David Montgomery is an authority on Austro-German music of the 18th, 19th, and 20th centuries.  His essays for the international recording industry have been translated into numerous languages and distributed throughout the world. He has lectured at Georgetown University, the College of William and Mary, University of Chicago, Harvard University, the Universities of Halle and Göttingen, and at the major campuses of the University of California. His first book, Franz Schubert’s Music in Performance (Pendragon, 2003/paperback 2010) is widely known in performance and scholarly circles.  His second book, Unfinished History (Brown Walker Press, 2017) challenges the traditional story of Franz Schubert’s B-minor Symphony with the first in-depth examination of its manuscript and related documents.  The book concludes with an essay on performing the work in the context of its own times.

Ostthüringer Zeitung, Jena, Germany
“Has a Beethoven overture ever sounded so exciting in Jena?  Not that one can remember.  The Leonore Overture No. 3 was presented as if chiseled in granite, with a seldom-heard clarity, thanks to David Montgomery’s sharply clean baton technique and an orchestra that simply outdid itself.
Concertgoers were introduced to a guest conductor who appeared as if he had led his musicians into battle a hundred times and left the field triumphant.  David Montgomery does not work with large gestures; where others of his profession practice shadowboxing, he leads his players with truly specific, rational and energy-saving movements.  Mostly he communicates with hands and fingertips, and any orchestra should feel confidence in his expressive metrical exactitude.”
Fanfare, New York, NY
“Two of the best releases in the Arte Nova series come from a pair of discs offering music of two leading American composers with David Montgomery conducting the Jena Philharmonic Orchestra. Indeed, Montgomery’s recording of music of Howard Hanson (74321 43306 2) can stand with the best performances in the catalog.  In Hanson’s ‘Romantic’ Symphony (No. 2), Montgomery shows a great feel for the American composer’s dark-textured lyricism in a spirited, energetic reading with a strong sense of romantic yearning.  Hanson’s Symphony No. 4, a requiem for his father, is even finer, a superb performance, rich in emotion, with the final Lux aeterna beautifully turned by Montgomery and the Jena musicians. These are compelling performances, with strikingly rich, full-bodied sound. Montgomery’s generous, 77-minute disc of popular theater works by Leonard Bernstein (74321 43321 1) is just as distinguished.  The German musicians manage to kick up plenty of energy in the ‘Cool’ fugue.  The suite from On the Waterfront is very well done, and the disc gains extra interest by including the complete Fancy Free ballet, given a driven, electric performance.  While Bernstein’s own recordings remain touchstones, these are exhilarating, surprisingly idiomatic performances, and well worth checking out.”
Schubert authority David Montgomery has done music lovers everywhere a huge service in reminding us just how much we still do not know about Schubert’s beloved “Unfinished” Symphony—exactly where it was written, when, for what purpose, and the strange circumstances of its preservation and eventual rediscovery. Only by embracing the mystery can we see clearly how posterity has disregarded so much that we can know: specifically, what Schubert actually wrote and thus what his evident expectations in performance were. Montgomery rejects the traditional view of the work as a gloom-filled essay in pre-Wagnerian grandiosity, describing the music as filled with intimacy, grace, color, and supple rhythmic vitality.

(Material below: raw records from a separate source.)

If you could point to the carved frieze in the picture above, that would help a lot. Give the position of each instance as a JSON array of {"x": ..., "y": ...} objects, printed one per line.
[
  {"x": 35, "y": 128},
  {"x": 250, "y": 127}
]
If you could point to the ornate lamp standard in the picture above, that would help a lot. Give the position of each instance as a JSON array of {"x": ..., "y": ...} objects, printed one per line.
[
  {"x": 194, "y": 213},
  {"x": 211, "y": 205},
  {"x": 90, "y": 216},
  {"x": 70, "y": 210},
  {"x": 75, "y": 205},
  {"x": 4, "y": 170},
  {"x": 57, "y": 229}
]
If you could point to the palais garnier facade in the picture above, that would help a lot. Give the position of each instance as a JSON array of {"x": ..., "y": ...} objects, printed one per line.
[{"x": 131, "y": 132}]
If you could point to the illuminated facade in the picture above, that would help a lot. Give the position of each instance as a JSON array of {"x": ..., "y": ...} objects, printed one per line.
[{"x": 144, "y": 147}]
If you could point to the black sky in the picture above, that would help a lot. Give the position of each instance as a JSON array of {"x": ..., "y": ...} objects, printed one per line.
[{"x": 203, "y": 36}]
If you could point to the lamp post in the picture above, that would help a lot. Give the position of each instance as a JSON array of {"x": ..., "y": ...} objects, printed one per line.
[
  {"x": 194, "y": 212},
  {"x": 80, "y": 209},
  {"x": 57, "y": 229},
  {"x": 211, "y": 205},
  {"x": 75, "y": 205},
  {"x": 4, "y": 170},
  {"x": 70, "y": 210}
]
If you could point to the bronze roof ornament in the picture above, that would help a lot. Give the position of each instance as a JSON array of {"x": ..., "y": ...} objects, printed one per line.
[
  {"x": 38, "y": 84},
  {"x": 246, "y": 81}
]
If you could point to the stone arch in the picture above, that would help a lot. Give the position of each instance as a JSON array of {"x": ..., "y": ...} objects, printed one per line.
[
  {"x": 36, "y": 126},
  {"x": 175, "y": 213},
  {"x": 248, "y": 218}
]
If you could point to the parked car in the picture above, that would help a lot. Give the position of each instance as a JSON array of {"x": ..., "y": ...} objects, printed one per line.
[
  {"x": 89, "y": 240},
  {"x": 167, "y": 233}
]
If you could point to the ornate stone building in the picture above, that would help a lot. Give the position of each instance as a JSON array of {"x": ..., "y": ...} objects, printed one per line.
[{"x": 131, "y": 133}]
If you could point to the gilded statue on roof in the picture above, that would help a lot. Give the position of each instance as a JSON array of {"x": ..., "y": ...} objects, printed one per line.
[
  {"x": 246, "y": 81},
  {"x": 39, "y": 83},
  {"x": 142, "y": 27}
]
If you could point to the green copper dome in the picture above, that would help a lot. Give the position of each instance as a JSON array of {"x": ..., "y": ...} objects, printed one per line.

By analyzing the work’s compositional and transmission history in minute detail, Montgomery not only asks us to take a fresh look at a piece that we thought we knew cold, he justifies our making the effort.
–David Hurwitz, Executive Editor, ClassicsToday.com
David Montgomery’s Unfinished History at long last opens up a portal to a new performance tradition. There is lavish detail here and literally everything you need to know about D759 [Schubert’s Unfinished Symphony]. It makes fascinating reading for the scholar as well as the performer.
–David Zinman, Music Director, L’Orchestre Français des Jeunes.